Un employé a déploré que le centre ait suivi toutes les règles du gouvernement, mais il n'a été fermé qu'en raison de son `` appartenance religieuse ''  
 

Il convient de noter que Mgr Wang, décédé en 2010, a été reconnu par le Vatican mais pas par l'État car il n'était pas membre de la Conférence des évêques catholiques de Chine et de l'Association patriotique catholique chinoise. Le diocèse de Zhaoxian  est dirigé par un administrateur apostolique car il reste sans évêque malgré l'accord secret Vatican-Chine sur les nominations des évêques.

Un autre orphelinat catholique de Taiyuan, capitale de la province du Shanxi, a été fermé en août 2019. Pendant plus de deux décennies, le centre a servi des centaines d'orphelins pauvres, recueillant les éloges de la population locale.

Les autorités ont affirmé que le centre géré par des religieuses catholiques des Sœurs du Sacré-Cœur était impliqué dans des «pratiques d'adoption illégales» et qu'il n'était pas autorisé par l'État.

La fermeture a contraint plus de 100 enfants à déménager dans une maison de protection publique gérée par l'État. Un employé a déploré que le centre suive toutes les règles du gouvernement, mais il n'a été fermé qu'en raison de son «appartenance religieuse».   

En mai de l'année dernière, des représentants du gouvernement de la ville de Cangzhou dans le Hebei ont visité un orphelinat catholique et ont ordonné à son directeur de retirer les peintures de la Vierge Marie, les calendriers liturgiques et tous les autres symboles religieux d'une petite église sur place. Les autorités leur ont ordonné de cesser d'utiliser l'église et ont interdit les manuels religieux pour les enfants. Auparavant, l'orphelinat avait reçu l'ordre de retirer la statue de la Vierge Marie et une croix. L'orphelinat a appris que «les institutions caritatives ne sont pas autorisées à avoir des connotations religieuses».

Le centre a également subi des pressions pour fermer et les enfants ont été transférés dans d'autres installations, mais il a survécu d'une manière ou d'une autre.
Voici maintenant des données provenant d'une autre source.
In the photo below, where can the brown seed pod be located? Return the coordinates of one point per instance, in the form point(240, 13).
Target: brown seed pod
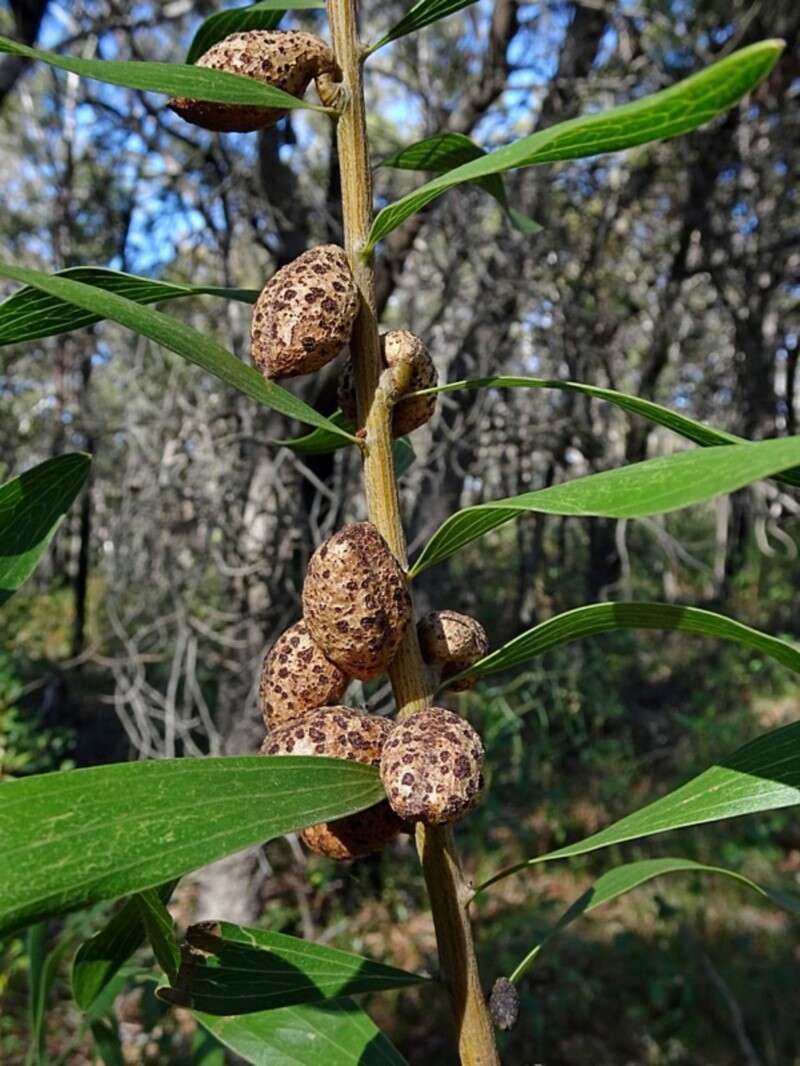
point(304, 315)
point(355, 601)
point(298, 678)
point(452, 642)
point(341, 733)
point(286, 60)
point(398, 346)
point(431, 766)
Un pratiquant local a déclaré que les autorités restreignaient les activités religieuses par crainte que «les enfants ne soient exposés à la religion».
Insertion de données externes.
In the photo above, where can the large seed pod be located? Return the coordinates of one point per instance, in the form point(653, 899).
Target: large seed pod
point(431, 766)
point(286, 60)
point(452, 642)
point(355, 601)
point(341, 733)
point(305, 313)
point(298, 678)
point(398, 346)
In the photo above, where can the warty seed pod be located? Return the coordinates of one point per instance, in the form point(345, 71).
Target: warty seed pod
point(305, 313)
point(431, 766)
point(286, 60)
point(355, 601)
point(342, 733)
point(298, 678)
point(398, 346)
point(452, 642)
La répression des organismes de bienfaisance religieux n'a pas non plus épargné les fidèles du gouvernement.

En décembre 2018, les autorités de la ville de Binzhou, dans la province du Shandong, ont ordonné la fermeture d'une maison de protection sociale et le transfert de tous les détenus vers une institution publique. Le centre a été fondé en 2009 par un prêtre catholique qui était membre de l'Association patriotique catholique chinoise et il a obtenu la permission du gouvernement pour gérer l'installation.

Les responsables ont allégué que l'établissement ne répondait pas aux normes stipulées dans le nouveau règlement et que le personnel du centre croyait en Dieu et avait des contacts avec des étrangers, qui ne sont pas autorisés à «endoctriner les enfants avec la religion».

Entendez-vous la voix la plus faible et la plus vraie de l'Église en Chine?

En août 2018, des responsables de Dehong Dai et de Jingpo dans la province du Yunnan ont pris d'assaut un orphelinat chrétien, pillé les objets de valeur et dispersé quelque 80 résidents.

L'orphelinat fonctionnait grâce aux dons des chrétiens locaux et tous les enseignants qui le servaient étaient des chrétiens. L'un des enseignants a rappelé qu'il était «déchirant de voir ces enfants chassés sans pitié».  

Des groupes chrétiens comme International Christian Concern ont condamné la répression des orphelinats chrétiens en Chine.

Un prêtre catholique du nord de la Chine a appelé le pape François à prendre la parole pour défendre les enfants orphelins pauvres et à intervenir pour arrêter la répression des orphelinats en Chine.

"Je voudrais vous demander, notre Saint-Père de l'Église universelle: pouvez-vous entendre la voix la plus faible et la plus vraie de l'Église en Chine?" a écrit le père P. Wendao dans un article publié par Asia News le 14 avril.

Le prêtre a décrit ce qui se passe avec les orphelinats catholiques en Chine et comment les enfants pauvres et défavorisés sont contraints de rejoindre des institutions publiques, les exposant à des risques et des incertitudes.